Wednesday, January 10, 2007

LIFE A users manual: Georges Perec


The ultimate truth of jigsaw puzzles:

"Despite appearances, puzzling is not a solitary game: every move the puzzler makes, the puzzle maker has made before; every piece the puzzler picks up, and picks up again, and studies and strokes, every combination he tries, and tries a second time, every blunder and every insight, each hope and each discouragement have all been designed, calculated, and decided by the other."

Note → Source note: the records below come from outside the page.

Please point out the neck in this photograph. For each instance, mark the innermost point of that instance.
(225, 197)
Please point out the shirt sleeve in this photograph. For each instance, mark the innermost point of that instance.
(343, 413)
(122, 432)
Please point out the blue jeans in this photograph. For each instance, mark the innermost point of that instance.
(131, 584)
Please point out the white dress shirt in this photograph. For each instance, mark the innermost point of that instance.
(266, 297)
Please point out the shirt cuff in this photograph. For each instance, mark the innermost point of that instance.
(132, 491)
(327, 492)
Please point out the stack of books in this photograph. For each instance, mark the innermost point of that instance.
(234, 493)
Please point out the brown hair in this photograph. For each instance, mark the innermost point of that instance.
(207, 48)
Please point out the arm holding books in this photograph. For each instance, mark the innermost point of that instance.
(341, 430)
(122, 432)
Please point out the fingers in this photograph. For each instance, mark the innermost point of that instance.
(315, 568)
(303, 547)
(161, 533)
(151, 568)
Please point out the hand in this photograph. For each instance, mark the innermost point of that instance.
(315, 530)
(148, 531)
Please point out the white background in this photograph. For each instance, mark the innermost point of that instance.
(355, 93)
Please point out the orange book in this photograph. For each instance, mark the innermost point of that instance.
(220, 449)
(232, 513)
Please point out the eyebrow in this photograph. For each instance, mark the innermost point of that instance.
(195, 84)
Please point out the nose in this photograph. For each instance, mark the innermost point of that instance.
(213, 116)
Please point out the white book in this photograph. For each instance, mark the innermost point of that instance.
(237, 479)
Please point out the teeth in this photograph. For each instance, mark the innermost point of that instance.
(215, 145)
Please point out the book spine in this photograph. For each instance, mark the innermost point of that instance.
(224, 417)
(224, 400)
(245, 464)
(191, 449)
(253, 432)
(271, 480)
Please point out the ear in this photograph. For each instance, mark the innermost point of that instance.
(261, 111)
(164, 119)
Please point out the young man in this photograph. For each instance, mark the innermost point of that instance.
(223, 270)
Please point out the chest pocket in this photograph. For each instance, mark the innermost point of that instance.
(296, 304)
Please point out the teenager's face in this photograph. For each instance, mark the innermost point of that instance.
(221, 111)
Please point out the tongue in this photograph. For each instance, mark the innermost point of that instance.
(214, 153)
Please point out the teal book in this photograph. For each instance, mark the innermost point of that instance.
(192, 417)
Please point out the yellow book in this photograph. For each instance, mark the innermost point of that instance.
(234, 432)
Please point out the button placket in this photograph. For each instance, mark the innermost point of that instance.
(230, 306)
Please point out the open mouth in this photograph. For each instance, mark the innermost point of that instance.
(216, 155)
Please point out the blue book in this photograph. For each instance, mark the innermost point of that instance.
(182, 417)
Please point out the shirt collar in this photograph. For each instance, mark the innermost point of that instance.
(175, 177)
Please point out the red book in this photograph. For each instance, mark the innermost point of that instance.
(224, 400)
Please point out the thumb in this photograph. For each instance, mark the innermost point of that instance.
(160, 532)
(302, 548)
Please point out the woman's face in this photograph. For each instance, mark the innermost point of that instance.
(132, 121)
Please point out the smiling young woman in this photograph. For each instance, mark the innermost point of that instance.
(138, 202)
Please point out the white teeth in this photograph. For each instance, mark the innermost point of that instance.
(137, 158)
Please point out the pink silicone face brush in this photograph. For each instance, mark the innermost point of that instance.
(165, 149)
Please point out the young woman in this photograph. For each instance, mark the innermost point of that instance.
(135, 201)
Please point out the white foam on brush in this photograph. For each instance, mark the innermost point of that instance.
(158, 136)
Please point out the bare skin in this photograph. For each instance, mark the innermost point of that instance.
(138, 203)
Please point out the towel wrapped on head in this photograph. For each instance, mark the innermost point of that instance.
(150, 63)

A wonderful book and its made me cross. Such an amazing idea and although the idea is not a new one its still blows my mind! It uses the 'Knights Tour' which I did look at last year for my fairy tale project. I'm still at the moment looking into this as it is how I plan to write my interactive novel but more about that when I finish this MA. The Knight's Tour is a mathematical problem involving a knight on a chessboard. The knight is placed on the empty board and, moving according to the rules of chess, must visit each square exactly once. There are several billion solutions to the problem, of which about 122,000,000 have the knight finishing on a square from which it attacks the starting square. Such a tour is described as closed. Otherwise the tour is open Many variations on this topic have been studied by mathematicians, including Euler, over the centuries using:
  • differently sized boards
  • two-player games based on this idea
  • problems using slight variations on the way the knight moves.
The pattern made by a Knight's Tour has often been used as a literary constraint. The earliest instance of this is found in Rudrata's Kavyalankara written during the 9th century. (Wiki)
Obviously Alice through the looking glass is a fine example although I'm not sure if it would be under the rules of the knights tour. Alice is simply a chess game played out with narrative, I did recently recreate the game to see if it would work and it does. Another idea which I'm jelous of....And along the same lines as Alice, Italo Calvino The castle of crossed Destinies - My favourite of Calvinos (Apart from his short stories) Which is written using tarot cards. The narrator of the book is a traveler who arrives at an enchanted castle where all who enter are struck mute. After a silent dinner, the host spreads the Visconti-Sforza Tarot deck on the table and the guests lay out cards as a means of relating their adventures and telling their life stories. The Tavern of Crossed Destinies is Part 2 of this book. The device is the same - mute travelers who tell their stories with tarot cards, this time using the Tarot de Marseilles by Grimaud. Instead of laying their cards out in rows, they arrange them in irregular blocks with much overlap from one story to the next. As you can see there is scope for this to be made into an interactive narrative or at least use the idea of the cards - tarot or not tarot. Amazing.